Un régime imposé par le Nord
La réunification ne s’est pas limitée à l’instauration de l’autorité communiste au sud du
17e parallèle. La situation des deux entités était diamétralement opposée. La première
différence majeure entre le Nord et le Sud-Viêt Nam tenait à l’urbanisation. Le gouvernement du Sud-Viêt Nam avait mené une politique autoritaire d’urbanisation afin d’éviter la
propagation du communisme dans les campagnes.
À l’inverse, le Nord s’était volontairement «ruralisé». Si bien qu’en 1975, le Sud-Viêt
Nam était urbanisé à 40 % alors que le Nord ne l’était qu’à 12 %[3]. « Il fallait donc rendre
compatibles deux systèmes parfaitement opposés, et c’est évidemment le premier, celui du
Nord, que l’on tenta de plaquer sur des structures sudistes qui s’y prêtaient plutôt mal[4]. »
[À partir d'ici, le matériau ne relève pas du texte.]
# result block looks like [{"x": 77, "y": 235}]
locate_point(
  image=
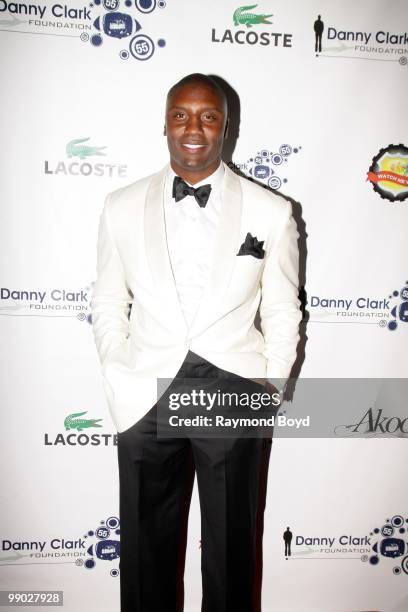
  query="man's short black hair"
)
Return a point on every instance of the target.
[{"x": 203, "y": 79}]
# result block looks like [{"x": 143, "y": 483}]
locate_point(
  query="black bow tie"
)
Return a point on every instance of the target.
[{"x": 181, "y": 189}]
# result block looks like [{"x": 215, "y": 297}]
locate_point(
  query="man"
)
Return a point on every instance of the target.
[
  {"x": 318, "y": 28},
  {"x": 193, "y": 250}
]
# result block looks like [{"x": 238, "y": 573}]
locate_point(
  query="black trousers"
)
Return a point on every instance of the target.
[{"x": 156, "y": 477}]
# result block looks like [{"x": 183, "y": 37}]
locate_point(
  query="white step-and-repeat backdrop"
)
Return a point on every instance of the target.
[{"x": 323, "y": 119}]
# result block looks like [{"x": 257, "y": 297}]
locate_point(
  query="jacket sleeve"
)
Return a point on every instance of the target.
[
  {"x": 280, "y": 307},
  {"x": 111, "y": 298}
]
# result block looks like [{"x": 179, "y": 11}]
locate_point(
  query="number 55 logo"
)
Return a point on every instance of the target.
[{"x": 141, "y": 47}]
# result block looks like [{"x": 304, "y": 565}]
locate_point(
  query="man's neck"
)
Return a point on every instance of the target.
[{"x": 194, "y": 177}]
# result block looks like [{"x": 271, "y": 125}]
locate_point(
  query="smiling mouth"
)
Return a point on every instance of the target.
[{"x": 193, "y": 147}]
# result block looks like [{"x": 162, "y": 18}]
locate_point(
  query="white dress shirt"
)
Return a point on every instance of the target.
[{"x": 190, "y": 232}]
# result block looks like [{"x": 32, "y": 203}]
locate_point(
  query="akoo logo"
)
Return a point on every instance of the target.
[
  {"x": 374, "y": 423},
  {"x": 78, "y": 149},
  {"x": 388, "y": 173},
  {"x": 244, "y": 16}
]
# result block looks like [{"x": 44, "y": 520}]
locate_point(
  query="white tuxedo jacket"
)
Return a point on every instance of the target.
[{"x": 134, "y": 275}]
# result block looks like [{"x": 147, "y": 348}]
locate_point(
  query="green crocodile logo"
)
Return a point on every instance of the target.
[
  {"x": 75, "y": 148},
  {"x": 242, "y": 17},
  {"x": 71, "y": 422}
]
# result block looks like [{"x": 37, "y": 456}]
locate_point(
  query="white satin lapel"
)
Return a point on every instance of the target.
[
  {"x": 157, "y": 250},
  {"x": 225, "y": 251}
]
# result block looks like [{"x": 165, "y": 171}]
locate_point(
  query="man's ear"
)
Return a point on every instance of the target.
[{"x": 226, "y": 129}]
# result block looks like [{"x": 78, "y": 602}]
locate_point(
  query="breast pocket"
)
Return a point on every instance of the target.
[{"x": 246, "y": 276}]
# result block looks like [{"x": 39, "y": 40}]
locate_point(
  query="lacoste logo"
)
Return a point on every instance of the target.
[
  {"x": 242, "y": 17},
  {"x": 75, "y": 148},
  {"x": 71, "y": 422}
]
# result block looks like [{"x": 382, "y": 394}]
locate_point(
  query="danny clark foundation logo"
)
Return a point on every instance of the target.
[
  {"x": 55, "y": 302},
  {"x": 388, "y": 173},
  {"x": 252, "y": 26},
  {"x": 99, "y": 546},
  {"x": 112, "y": 22},
  {"x": 386, "y": 543},
  {"x": 353, "y": 41},
  {"x": 80, "y": 162},
  {"x": 81, "y": 432},
  {"x": 312, "y": 545},
  {"x": 390, "y": 312}
]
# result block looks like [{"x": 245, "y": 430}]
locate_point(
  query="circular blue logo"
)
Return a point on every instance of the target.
[{"x": 141, "y": 47}]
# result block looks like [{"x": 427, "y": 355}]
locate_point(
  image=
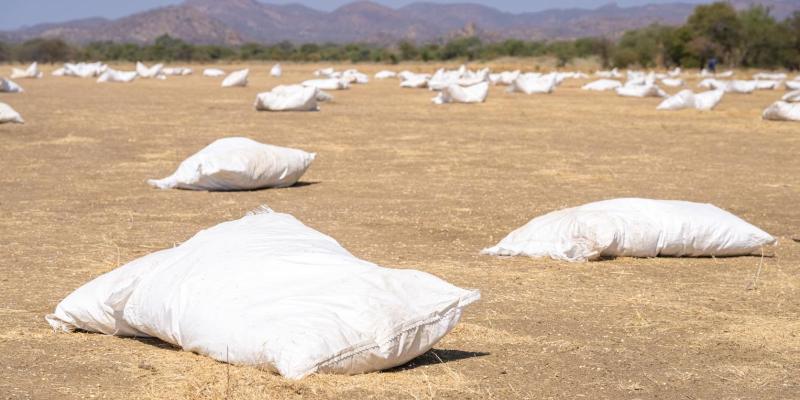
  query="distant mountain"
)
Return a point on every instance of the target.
[{"x": 237, "y": 21}]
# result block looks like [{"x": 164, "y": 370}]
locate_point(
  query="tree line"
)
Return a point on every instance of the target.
[{"x": 748, "y": 38}]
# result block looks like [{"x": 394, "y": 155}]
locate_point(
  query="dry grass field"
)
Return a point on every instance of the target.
[{"x": 406, "y": 184}]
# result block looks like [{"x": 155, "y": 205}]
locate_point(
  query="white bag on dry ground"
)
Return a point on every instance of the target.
[
  {"x": 236, "y": 79},
  {"x": 327, "y": 84},
  {"x": 238, "y": 163},
  {"x": 687, "y": 99},
  {"x": 8, "y": 114},
  {"x": 415, "y": 81},
  {"x": 111, "y": 75},
  {"x": 640, "y": 91},
  {"x": 148, "y": 73},
  {"x": 9, "y": 86},
  {"x": 213, "y": 72},
  {"x": 268, "y": 291},
  {"x": 276, "y": 71},
  {"x": 459, "y": 94},
  {"x": 672, "y": 82},
  {"x": 288, "y": 98},
  {"x": 385, "y": 75},
  {"x": 792, "y": 97},
  {"x": 533, "y": 84},
  {"x": 782, "y": 111},
  {"x": 32, "y": 72},
  {"x": 602, "y": 85},
  {"x": 634, "y": 228}
]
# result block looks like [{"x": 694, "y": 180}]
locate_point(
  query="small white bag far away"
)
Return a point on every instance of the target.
[
  {"x": 9, "y": 86},
  {"x": 268, "y": 291},
  {"x": 688, "y": 99},
  {"x": 236, "y": 79},
  {"x": 602, "y": 85},
  {"x": 459, "y": 94},
  {"x": 782, "y": 111},
  {"x": 276, "y": 71},
  {"x": 288, "y": 98},
  {"x": 238, "y": 163},
  {"x": 8, "y": 114},
  {"x": 32, "y": 72},
  {"x": 634, "y": 228},
  {"x": 213, "y": 72}
]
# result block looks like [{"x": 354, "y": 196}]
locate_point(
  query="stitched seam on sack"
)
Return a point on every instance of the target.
[{"x": 465, "y": 301}]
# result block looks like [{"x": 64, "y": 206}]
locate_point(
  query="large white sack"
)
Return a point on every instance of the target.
[
  {"x": 238, "y": 163},
  {"x": 385, "y": 75},
  {"x": 533, "y": 84},
  {"x": 276, "y": 71},
  {"x": 769, "y": 76},
  {"x": 327, "y": 84},
  {"x": 9, "y": 86},
  {"x": 32, "y": 72},
  {"x": 641, "y": 91},
  {"x": 213, "y": 72},
  {"x": 236, "y": 78},
  {"x": 8, "y": 114},
  {"x": 288, "y": 98},
  {"x": 792, "y": 97},
  {"x": 176, "y": 71},
  {"x": 673, "y": 82},
  {"x": 268, "y": 291},
  {"x": 687, "y": 99},
  {"x": 459, "y": 94},
  {"x": 782, "y": 111},
  {"x": 767, "y": 85},
  {"x": 111, "y": 75},
  {"x": 792, "y": 85},
  {"x": 415, "y": 82},
  {"x": 602, "y": 85},
  {"x": 634, "y": 228},
  {"x": 148, "y": 73}
]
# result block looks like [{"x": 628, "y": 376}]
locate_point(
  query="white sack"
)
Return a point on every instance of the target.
[
  {"x": 276, "y": 71},
  {"x": 327, "y": 84},
  {"x": 415, "y": 82},
  {"x": 672, "y": 82},
  {"x": 238, "y": 163},
  {"x": 288, "y": 98},
  {"x": 213, "y": 72},
  {"x": 268, "y": 291},
  {"x": 792, "y": 97},
  {"x": 792, "y": 85},
  {"x": 148, "y": 73},
  {"x": 385, "y": 75},
  {"x": 32, "y": 72},
  {"x": 9, "y": 86},
  {"x": 641, "y": 91},
  {"x": 782, "y": 111},
  {"x": 117, "y": 76},
  {"x": 459, "y": 94},
  {"x": 533, "y": 84},
  {"x": 602, "y": 85},
  {"x": 687, "y": 99},
  {"x": 8, "y": 114},
  {"x": 634, "y": 228},
  {"x": 236, "y": 79}
]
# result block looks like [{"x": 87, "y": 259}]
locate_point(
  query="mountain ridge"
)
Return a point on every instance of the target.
[{"x": 233, "y": 22}]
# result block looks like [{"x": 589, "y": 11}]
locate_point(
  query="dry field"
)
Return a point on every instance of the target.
[{"x": 403, "y": 183}]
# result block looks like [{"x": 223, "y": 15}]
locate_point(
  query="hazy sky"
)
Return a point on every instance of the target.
[{"x": 18, "y": 13}]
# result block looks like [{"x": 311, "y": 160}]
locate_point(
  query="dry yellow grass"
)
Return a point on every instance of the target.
[{"x": 407, "y": 184}]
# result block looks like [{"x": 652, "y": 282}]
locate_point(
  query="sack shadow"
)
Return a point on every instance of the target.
[{"x": 437, "y": 356}]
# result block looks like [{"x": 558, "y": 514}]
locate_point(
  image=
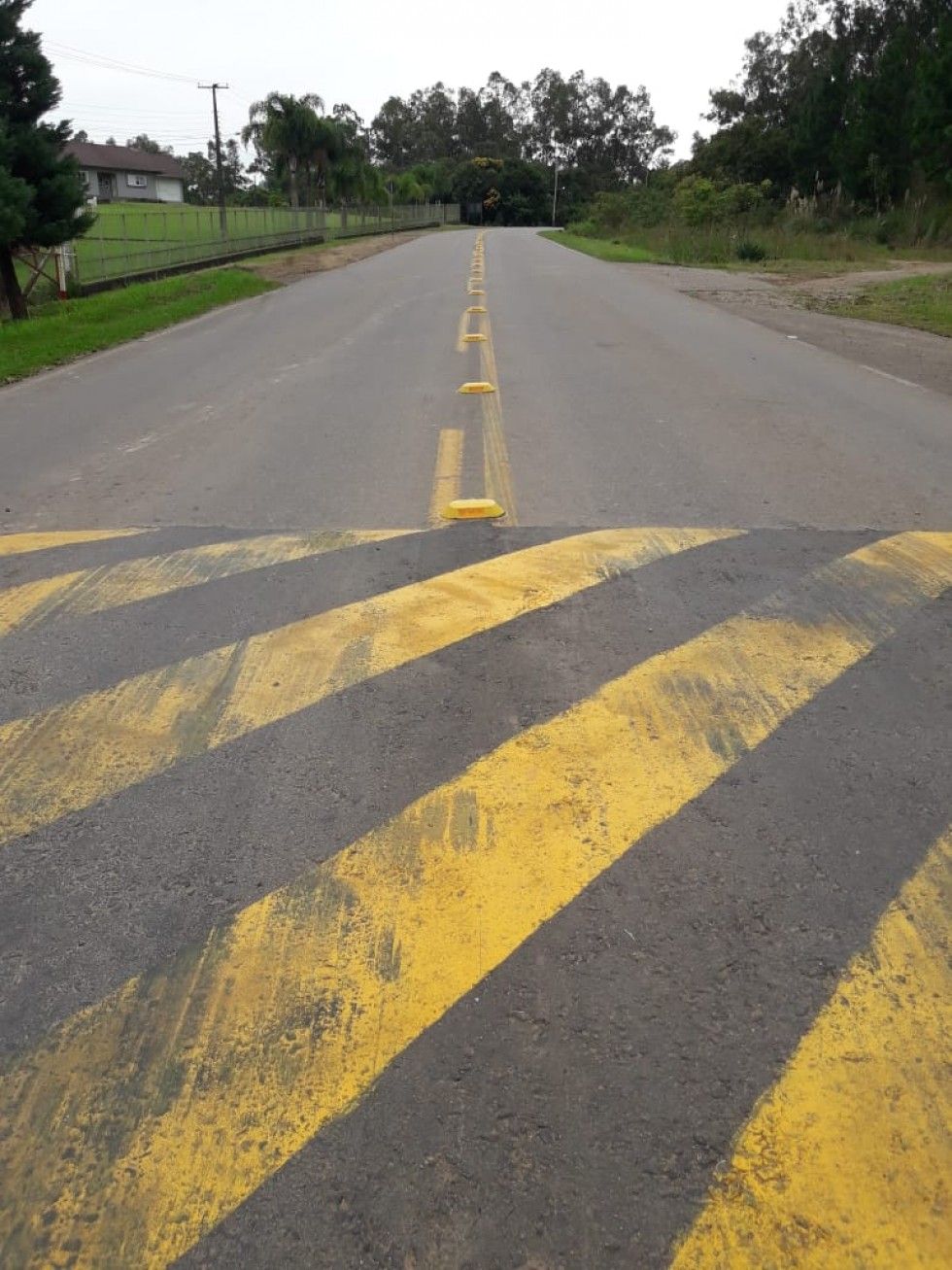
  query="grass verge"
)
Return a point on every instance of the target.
[
  {"x": 61, "y": 330},
  {"x": 602, "y": 249},
  {"x": 924, "y": 302}
]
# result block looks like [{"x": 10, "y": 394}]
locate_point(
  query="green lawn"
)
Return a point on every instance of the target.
[
  {"x": 60, "y": 331},
  {"x": 602, "y": 248},
  {"x": 135, "y": 238},
  {"x": 924, "y": 302}
]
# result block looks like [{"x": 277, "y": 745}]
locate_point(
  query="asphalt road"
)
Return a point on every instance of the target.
[{"x": 566, "y": 890}]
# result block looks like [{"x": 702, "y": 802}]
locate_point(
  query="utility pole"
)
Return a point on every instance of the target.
[
  {"x": 555, "y": 183},
  {"x": 222, "y": 212}
]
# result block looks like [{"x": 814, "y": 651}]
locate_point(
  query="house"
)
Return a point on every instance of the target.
[{"x": 119, "y": 173}]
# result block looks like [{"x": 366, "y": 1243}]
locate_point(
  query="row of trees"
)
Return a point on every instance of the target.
[
  {"x": 583, "y": 122},
  {"x": 425, "y": 146},
  {"x": 853, "y": 95}
]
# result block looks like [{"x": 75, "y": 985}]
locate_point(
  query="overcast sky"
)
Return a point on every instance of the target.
[{"x": 364, "y": 51}]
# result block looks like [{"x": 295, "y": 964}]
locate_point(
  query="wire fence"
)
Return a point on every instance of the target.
[{"x": 132, "y": 240}]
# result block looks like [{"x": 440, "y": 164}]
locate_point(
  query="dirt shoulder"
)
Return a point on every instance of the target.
[
  {"x": 782, "y": 304},
  {"x": 290, "y": 265}
]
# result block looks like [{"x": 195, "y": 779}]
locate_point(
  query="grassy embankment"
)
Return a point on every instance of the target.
[
  {"x": 924, "y": 302},
  {"x": 60, "y": 331},
  {"x": 776, "y": 251}
]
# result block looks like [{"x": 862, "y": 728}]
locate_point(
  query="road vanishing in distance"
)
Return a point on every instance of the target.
[{"x": 569, "y": 889}]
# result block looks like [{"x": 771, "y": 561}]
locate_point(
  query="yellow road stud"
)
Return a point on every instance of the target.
[{"x": 472, "y": 509}]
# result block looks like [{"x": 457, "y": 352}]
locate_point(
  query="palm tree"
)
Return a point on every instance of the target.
[{"x": 289, "y": 132}]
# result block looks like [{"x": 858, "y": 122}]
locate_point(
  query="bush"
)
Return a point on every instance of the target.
[{"x": 748, "y": 251}]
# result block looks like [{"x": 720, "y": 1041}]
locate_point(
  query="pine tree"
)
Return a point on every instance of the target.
[{"x": 40, "y": 187}]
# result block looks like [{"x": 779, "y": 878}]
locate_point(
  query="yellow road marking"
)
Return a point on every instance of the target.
[
  {"x": 847, "y": 1161},
  {"x": 144, "y": 1120},
  {"x": 90, "y": 591},
  {"x": 460, "y": 333},
  {"x": 15, "y": 544},
  {"x": 74, "y": 755},
  {"x": 448, "y": 472},
  {"x": 496, "y": 471}
]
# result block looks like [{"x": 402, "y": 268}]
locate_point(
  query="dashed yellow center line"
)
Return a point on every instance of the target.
[
  {"x": 447, "y": 475},
  {"x": 847, "y": 1159},
  {"x": 16, "y": 544},
  {"x": 90, "y": 591},
  {"x": 69, "y": 757},
  {"x": 140, "y": 1123},
  {"x": 496, "y": 470}
]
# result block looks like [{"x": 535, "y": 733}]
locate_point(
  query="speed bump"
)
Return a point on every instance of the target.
[{"x": 472, "y": 509}]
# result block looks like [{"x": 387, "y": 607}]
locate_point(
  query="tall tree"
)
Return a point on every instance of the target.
[
  {"x": 40, "y": 189},
  {"x": 287, "y": 129},
  {"x": 145, "y": 143}
]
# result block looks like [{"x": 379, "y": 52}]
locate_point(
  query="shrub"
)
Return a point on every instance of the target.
[{"x": 748, "y": 251}]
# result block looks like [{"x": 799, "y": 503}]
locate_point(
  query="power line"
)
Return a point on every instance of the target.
[{"x": 113, "y": 64}]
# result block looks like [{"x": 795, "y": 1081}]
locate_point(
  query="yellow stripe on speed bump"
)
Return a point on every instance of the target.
[
  {"x": 74, "y": 755},
  {"x": 140, "y": 1123},
  {"x": 16, "y": 544},
  {"x": 90, "y": 591},
  {"x": 448, "y": 471},
  {"x": 847, "y": 1159}
]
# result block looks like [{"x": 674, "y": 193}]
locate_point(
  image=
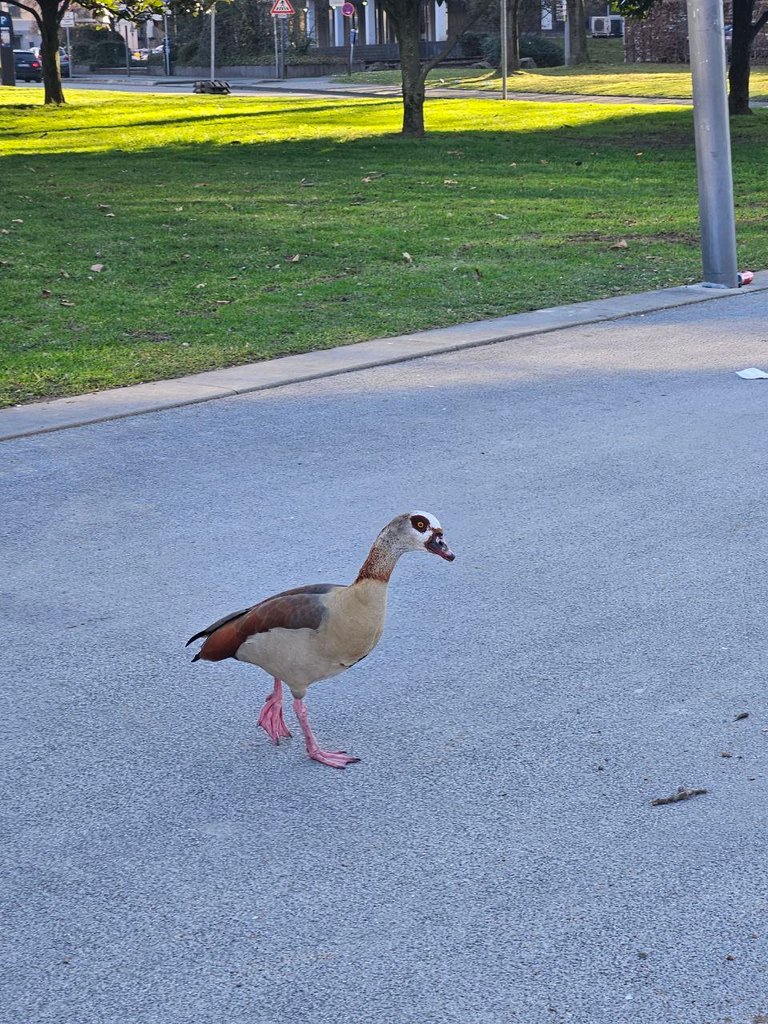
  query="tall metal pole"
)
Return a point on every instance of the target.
[
  {"x": 503, "y": 34},
  {"x": 166, "y": 47},
  {"x": 712, "y": 131},
  {"x": 566, "y": 38},
  {"x": 213, "y": 42}
]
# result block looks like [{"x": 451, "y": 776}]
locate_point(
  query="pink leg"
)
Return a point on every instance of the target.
[
  {"x": 270, "y": 719},
  {"x": 336, "y": 759}
]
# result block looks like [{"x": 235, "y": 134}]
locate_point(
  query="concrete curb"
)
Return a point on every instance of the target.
[{"x": 61, "y": 414}]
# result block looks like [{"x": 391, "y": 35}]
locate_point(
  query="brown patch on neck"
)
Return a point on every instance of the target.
[{"x": 378, "y": 565}]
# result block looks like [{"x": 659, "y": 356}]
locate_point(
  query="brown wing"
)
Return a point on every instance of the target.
[{"x": 293, "y": 609}]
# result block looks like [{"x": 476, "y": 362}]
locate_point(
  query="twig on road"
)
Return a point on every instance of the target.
[{"x": 682, "y": 794}]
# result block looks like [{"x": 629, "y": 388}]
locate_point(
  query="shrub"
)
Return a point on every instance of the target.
[
  {"x": 546, "y": 52},
  {"x": 108, "y": 53}
]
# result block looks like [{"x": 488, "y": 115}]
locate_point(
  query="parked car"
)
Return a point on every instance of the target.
[{"x": 28, "y": 67}]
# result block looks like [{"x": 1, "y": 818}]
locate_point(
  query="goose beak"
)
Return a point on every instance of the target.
[{"x": 437, "y": 546}]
Cette différence tient principalement au fait que le mouvement communiste vietnamien
relevait d’une révolution paysanne[5]. Le pouvoir communiste se méfiait donc des citadins
« dont les modes de consommation risquaient de mettre en péril l’austérité révolutionnaire[6] ». Sous le slogan «Retourner nous baigner dans l’étang du village», le Parti-État
organisa pendant toute la seconde moitié des années 1970 une politique de «ruralisation»
du Viêt Nam.
Mais un des enjeux de la réunification aura été le contrôle par l’administration
communiste du sud du pays. On assista donc à des mouvements de population importants
afin que l’appareil administratif et policier du Sud fût aux ordres. Enfin, le pouvoir
d’Hanoï a cherché à réduire la surpopulation du delta du fleuve Rouge. Aux déplacements
de population du nord vers le sud, il faut donc ajouter une migration massive (on estime
que 3,6 millions de personnes ont dû migrer entre 1975 et 1989) vers les hauts plateaux du
centre Viêt Nam qui étaient, jusqu’alors, quasiment désertiques. Le bilan de ces mouvements de population autoritaires aura été qu’en quelques années, la population du pays a
été mêlée et ruralisée. Mais ces migrations ont aussi bouleversé le paysage ethnique
puisqu’aujourd’hui l’ethnie Viêt est désormais majoritaire presque partout dans le pays.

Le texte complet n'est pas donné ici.